Excerpt from Chapter 4- Pay Day: Teaching Kids About Earning Money

When my daughter was six years old, she asked me, “How come the mailman gives you money?” It took me a moment to puzzle through her question.  As far as I knew, the mailman had not given me anything but my mail in all the years I had known him.  No flowers, no gifts, and certainly not any money.  After a moment, I realized that she was talking about my income.  Most of my income comes by way of check through the mail.  Even though my daughter and her brother are well-versed in money matters, misconceptions still arise.

How much do your kids know about where your income comes from?  Do they know what you bring home every week or two?  In order for them to truly understand the need for saving and wise spending, they must understand where money comes from and why it is a scarce commodity.

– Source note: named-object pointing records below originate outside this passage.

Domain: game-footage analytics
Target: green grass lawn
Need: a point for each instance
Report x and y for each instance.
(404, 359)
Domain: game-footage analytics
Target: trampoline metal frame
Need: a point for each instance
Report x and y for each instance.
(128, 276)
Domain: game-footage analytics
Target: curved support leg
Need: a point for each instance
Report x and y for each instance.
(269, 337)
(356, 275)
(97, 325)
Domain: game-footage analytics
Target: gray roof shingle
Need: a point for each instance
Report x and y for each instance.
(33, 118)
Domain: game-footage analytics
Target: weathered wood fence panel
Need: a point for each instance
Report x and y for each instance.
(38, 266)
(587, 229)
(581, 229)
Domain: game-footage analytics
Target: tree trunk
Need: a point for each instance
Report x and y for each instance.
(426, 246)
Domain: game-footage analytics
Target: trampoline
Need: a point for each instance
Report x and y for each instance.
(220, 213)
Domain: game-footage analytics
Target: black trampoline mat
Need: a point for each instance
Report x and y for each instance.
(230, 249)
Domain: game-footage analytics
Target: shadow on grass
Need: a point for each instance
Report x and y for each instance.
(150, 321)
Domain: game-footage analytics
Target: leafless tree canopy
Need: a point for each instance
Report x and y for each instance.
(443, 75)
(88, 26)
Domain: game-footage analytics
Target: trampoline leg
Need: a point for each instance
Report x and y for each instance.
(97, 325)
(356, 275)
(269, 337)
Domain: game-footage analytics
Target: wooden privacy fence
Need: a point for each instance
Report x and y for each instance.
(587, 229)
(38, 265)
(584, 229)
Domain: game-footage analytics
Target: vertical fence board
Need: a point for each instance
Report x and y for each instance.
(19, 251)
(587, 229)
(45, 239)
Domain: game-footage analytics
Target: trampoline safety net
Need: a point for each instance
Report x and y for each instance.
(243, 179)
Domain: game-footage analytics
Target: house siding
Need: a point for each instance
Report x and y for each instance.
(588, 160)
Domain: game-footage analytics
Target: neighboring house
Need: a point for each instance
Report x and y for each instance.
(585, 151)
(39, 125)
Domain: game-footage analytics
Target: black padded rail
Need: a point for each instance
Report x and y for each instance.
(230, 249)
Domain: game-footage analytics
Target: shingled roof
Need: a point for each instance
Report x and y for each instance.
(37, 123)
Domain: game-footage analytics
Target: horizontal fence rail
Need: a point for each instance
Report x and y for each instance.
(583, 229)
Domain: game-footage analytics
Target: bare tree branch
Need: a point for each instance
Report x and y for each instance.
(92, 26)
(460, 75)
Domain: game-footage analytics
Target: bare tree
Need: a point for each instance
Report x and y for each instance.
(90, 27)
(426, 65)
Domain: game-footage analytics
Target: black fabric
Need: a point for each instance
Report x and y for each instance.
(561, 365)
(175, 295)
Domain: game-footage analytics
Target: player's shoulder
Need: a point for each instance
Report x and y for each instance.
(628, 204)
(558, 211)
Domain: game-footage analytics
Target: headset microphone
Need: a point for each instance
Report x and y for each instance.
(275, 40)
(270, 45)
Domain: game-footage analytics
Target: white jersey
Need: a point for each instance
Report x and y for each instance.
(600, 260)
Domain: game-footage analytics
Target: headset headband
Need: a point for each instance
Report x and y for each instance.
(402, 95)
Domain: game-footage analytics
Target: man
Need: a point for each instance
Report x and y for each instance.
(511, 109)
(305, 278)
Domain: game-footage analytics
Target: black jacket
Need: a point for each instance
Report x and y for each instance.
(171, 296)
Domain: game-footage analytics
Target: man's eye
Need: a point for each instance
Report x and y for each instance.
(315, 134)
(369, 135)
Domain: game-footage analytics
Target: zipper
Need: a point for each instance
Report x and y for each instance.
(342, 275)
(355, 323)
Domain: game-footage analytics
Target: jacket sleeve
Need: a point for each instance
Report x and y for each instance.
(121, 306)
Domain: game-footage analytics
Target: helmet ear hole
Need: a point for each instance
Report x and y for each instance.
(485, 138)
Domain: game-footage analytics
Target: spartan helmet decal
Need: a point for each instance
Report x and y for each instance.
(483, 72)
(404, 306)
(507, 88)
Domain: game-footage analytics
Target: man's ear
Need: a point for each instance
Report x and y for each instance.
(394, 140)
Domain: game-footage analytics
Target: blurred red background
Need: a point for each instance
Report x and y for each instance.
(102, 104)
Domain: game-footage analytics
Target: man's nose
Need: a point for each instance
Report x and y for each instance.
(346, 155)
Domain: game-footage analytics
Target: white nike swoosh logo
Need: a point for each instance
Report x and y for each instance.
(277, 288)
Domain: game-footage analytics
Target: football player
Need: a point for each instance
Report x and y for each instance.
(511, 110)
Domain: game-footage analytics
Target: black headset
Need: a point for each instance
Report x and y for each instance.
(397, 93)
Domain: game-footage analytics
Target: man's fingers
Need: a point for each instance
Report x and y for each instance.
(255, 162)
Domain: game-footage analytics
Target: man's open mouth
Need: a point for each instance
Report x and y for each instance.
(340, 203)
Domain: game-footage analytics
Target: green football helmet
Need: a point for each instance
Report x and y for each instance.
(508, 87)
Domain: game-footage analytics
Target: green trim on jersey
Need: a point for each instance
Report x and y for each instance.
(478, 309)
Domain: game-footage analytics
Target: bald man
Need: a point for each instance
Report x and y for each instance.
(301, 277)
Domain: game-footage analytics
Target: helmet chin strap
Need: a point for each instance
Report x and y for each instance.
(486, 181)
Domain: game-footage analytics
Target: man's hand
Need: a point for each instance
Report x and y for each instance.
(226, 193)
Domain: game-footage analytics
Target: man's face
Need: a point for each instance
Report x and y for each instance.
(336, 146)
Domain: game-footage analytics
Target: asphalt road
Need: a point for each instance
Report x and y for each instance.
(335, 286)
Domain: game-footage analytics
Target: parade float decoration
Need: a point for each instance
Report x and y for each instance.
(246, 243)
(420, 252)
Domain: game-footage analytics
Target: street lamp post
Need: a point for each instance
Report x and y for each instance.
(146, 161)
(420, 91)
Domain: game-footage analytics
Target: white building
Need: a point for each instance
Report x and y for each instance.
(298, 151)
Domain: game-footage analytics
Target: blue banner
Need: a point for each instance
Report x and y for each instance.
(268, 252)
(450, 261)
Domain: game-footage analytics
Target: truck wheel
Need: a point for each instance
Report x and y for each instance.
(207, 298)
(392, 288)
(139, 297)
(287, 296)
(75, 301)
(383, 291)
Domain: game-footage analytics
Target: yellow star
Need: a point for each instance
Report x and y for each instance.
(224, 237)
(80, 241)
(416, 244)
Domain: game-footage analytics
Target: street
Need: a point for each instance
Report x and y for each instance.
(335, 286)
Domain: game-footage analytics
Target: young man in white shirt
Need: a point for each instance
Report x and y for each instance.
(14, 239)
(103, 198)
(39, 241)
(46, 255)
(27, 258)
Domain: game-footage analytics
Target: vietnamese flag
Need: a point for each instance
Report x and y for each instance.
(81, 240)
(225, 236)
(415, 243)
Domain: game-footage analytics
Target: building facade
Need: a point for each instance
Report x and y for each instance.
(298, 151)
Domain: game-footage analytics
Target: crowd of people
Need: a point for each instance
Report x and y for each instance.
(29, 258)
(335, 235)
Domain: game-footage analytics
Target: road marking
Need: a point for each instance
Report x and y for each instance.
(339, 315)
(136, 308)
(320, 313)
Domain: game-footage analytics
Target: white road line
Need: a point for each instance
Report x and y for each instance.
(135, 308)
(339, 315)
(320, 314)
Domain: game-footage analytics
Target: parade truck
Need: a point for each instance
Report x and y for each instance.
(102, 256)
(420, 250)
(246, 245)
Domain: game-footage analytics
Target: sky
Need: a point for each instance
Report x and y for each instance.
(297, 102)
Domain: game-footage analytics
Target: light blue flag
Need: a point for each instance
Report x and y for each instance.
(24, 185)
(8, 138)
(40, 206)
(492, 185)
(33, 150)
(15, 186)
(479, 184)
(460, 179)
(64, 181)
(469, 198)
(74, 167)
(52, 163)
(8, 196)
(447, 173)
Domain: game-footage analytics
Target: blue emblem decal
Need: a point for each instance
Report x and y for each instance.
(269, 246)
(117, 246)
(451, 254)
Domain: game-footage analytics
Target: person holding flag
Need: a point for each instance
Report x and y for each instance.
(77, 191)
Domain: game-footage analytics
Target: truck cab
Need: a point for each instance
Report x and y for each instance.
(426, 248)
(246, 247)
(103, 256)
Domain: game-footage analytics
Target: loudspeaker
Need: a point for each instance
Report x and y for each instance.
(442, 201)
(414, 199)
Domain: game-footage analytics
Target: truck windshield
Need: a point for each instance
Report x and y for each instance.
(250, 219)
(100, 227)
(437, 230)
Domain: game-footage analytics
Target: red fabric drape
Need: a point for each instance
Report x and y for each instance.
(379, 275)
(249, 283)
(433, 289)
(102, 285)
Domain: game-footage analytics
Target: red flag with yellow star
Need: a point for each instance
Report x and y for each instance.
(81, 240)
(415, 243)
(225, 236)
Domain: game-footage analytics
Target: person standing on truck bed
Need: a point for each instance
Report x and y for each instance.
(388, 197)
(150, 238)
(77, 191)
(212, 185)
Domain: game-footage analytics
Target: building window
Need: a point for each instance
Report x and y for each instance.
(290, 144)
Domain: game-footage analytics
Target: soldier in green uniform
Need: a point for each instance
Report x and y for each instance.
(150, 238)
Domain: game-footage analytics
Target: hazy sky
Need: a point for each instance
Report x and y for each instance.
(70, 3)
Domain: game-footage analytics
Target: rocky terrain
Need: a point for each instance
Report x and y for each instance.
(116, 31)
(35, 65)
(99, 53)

You may be afraid that, if you tell your children how much you make, the entire town will know.  Have a discussion with your children about discretion- it’s okay to talk about the specifics of your family’s financial situation at home but not with friends, teachers, or other people in the community.  It’s not safe to discuss money matters widely just like it’s not safe to let everyone know that you just bought a new flat-screen television.  Also, explain that talking about money with friends can make some kids feel bad or anxious about their own family’s financial situation.

The Need to Earn

Many kids under 10 do not naturally make a direct connection between their parents going off to work every day and having enough money for household expenses.  Because most types of pay are now given by check or by direct deposit into a bank account, it’s easy even for adults to sometimes lose the connection.

Find out what your kids know about what you do for a living.  Do they know how you get paid (by the hour, salary, or commission)?  Do they understand how you got your job or started your business?  Earning money is the first step in financial security and kids need a basic understanding of how money comes in the door in the first place.

Older kids may have more philosophical questions for you such as why you do the kind of work you do.  The discussion may start to move towards career choices, but the basic principle of the conversation should be that people work to earn money to live.